For non-citizens who own real estate in Florida, the Foreign Investment in Real Property Tax Act presents another tax consideration that may need to be accounted for within an estate plan.  Enacted in 1980, FIRPTA imposes income tax liability on gains earned by foreign individuals and entities arising from the sale of real estate situated in the United States.  Taxable gains that trigger FIRPTA are treated as income (not capital gains) and are taxed at regular income tax rates.  Many income tax deductions available to U.S. citizens are not applicable to taxes due under FIRPTA.

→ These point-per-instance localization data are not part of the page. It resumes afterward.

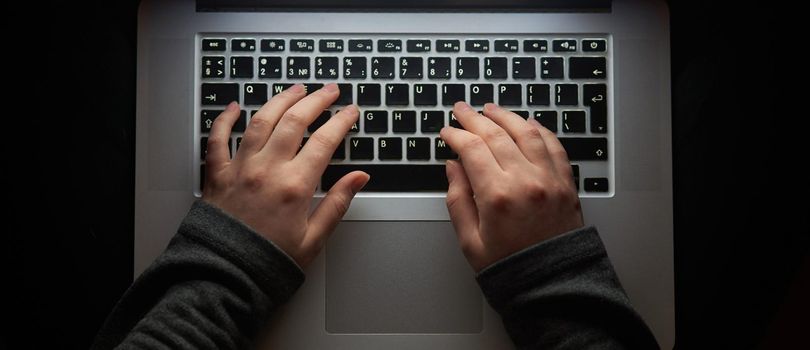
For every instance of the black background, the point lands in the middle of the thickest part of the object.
(741, 238)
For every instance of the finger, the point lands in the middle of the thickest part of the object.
(262, 123)
(557, 154)
(526, 136)
(462, 209)
(218, 152)
(502, 146)
(286, 138)
(321, 145)
(476, 157)
(332, 208)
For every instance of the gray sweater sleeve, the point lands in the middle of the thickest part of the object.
(213, 288)
(563, 294)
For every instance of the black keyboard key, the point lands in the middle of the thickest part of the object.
(340, 151)
(360, 148)
(452, 93)
(270, 67)
(375, 121)
(298, 67)
(320, 121)
(443, 150)
(404, 121)
(302, 45)
(271, 45)
(330, 45)
(595, 184)
(382, 68)
(477, 45)
(510, 95)
(523, 68)
(424, 95)
(452, 121)
(551, 68)
(595, 96)
(566, 94)
(564, 45)
(481, 94)
(345, 97)
(255, 93)
(522, 114)
(439, 68)
(573, 121)
(417, 148)
(389, 45)
(279, 87)
(213, 45)
(361, 45)
(432, 121)
(418, 45)
(495, 68)
(243, 45)
(448, 46)
(594, 45)
(535, 46)
(587, 68)
(467, 67)
(208, 116)
(548, 119)
(389, 148)
(506, 45)
(354, 67)
(326, 67)
(397, 95)
(310, 88)
(219, 94)
(213, 66)
(368, 94)
(389, 177)
(241, 67)
(585, 148)
(538, 94)
(410, 68)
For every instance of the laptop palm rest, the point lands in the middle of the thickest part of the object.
(399, 277)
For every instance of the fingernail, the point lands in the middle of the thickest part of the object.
(297, 88)
(331, 87)
(463, 106)
(358, 185)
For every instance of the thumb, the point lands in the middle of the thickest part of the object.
(334, 205)
(462, 208)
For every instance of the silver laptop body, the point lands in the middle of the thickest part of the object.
(392, 275)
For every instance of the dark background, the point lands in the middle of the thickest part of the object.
(741, 240)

The broad definition of “real property interest” found within the IRS’ FIRPTA regulations encompasses more than just land and buildings.  FIRPTA can also impose tax liability arising from the sale of shares in entities that hold U.S. real estate, underground equipment if it is “inherently permanent” in nature, and other property interests you wouldn’t ordinarily think of as “real property.”  Non-citizens with appreciated real property interests in Florida need to carefully consider the potential tax consequences of FIRPTA when choosing an estate planning strategy for the eventual transfer of the interest.

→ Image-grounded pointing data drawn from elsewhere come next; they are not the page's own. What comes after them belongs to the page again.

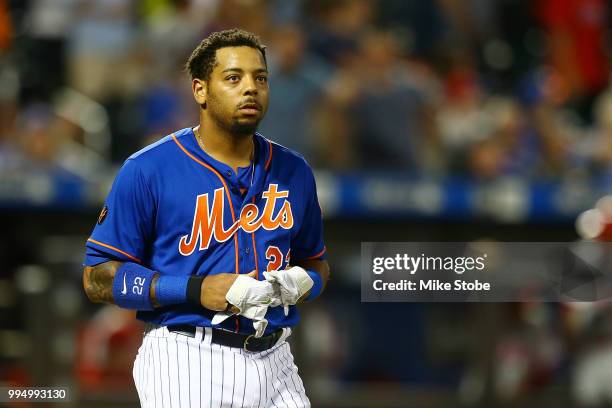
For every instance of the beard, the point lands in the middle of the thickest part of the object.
(234, 126)
(247, 129)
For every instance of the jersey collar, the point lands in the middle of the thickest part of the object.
(263, 159)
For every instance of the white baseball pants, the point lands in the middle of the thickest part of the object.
(173, 370)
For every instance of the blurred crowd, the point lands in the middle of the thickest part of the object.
(483, 88)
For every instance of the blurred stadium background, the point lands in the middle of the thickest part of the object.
(446, 120)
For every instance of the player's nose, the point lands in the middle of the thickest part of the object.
(250, 86)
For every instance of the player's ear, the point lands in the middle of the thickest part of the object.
(199, 88)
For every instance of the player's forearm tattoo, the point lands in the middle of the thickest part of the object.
(98, 281)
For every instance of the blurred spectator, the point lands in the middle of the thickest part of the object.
(336, 27)
(387, 113)
(576, 34)
(102, 49)
(297, 81)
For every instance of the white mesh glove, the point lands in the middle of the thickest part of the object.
(293, 284)
(252, 298)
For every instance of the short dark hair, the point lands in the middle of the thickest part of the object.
(203, 59)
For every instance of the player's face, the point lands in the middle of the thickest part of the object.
(237, 92)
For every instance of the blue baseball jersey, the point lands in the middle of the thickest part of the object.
(175, 209)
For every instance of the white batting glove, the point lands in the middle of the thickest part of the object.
(252, 298)
(293, 284)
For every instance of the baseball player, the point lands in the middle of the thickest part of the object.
(213, 234)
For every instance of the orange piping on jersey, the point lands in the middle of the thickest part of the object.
(269, 157)
(315, 256)
(229, 199)
(114, 249)
(255, 249)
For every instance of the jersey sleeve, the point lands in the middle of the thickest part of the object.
(125, 224)
(308, 241)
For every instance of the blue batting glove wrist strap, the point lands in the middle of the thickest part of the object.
(171, 290)
(317, 287)
(132, 285)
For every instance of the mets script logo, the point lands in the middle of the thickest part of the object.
(208, 219)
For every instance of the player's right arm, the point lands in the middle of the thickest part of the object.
(98, 282)
(114, 271)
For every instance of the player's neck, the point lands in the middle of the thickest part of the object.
(235, 151)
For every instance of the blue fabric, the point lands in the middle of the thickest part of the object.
(170, 290)
(160, 208)
(132, 285)
(317, 287)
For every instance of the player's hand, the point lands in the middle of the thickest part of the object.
(293, 284)
(215, 288)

Whether your goal is simplicity, precision, or tax minimization, non-citizens’ estates present planning issues different from the estates of citizens.  An experienced Florida attorney can help non-citizen property owners minimize red tape and taxes when transferring Florida property to loved ones.

Steve Gibbs, Esq.




2 comments… add one
  • Brian Crancer February 9, 2022, 11:21 am

    I’d like to discuss referring you a client. 602-753-5340

  • gibbslawfl February 10, 2022, 5:04 pm

    Hello Brian, thanks for connecting and for referring.

    Best, Steve Gibbs, Esq.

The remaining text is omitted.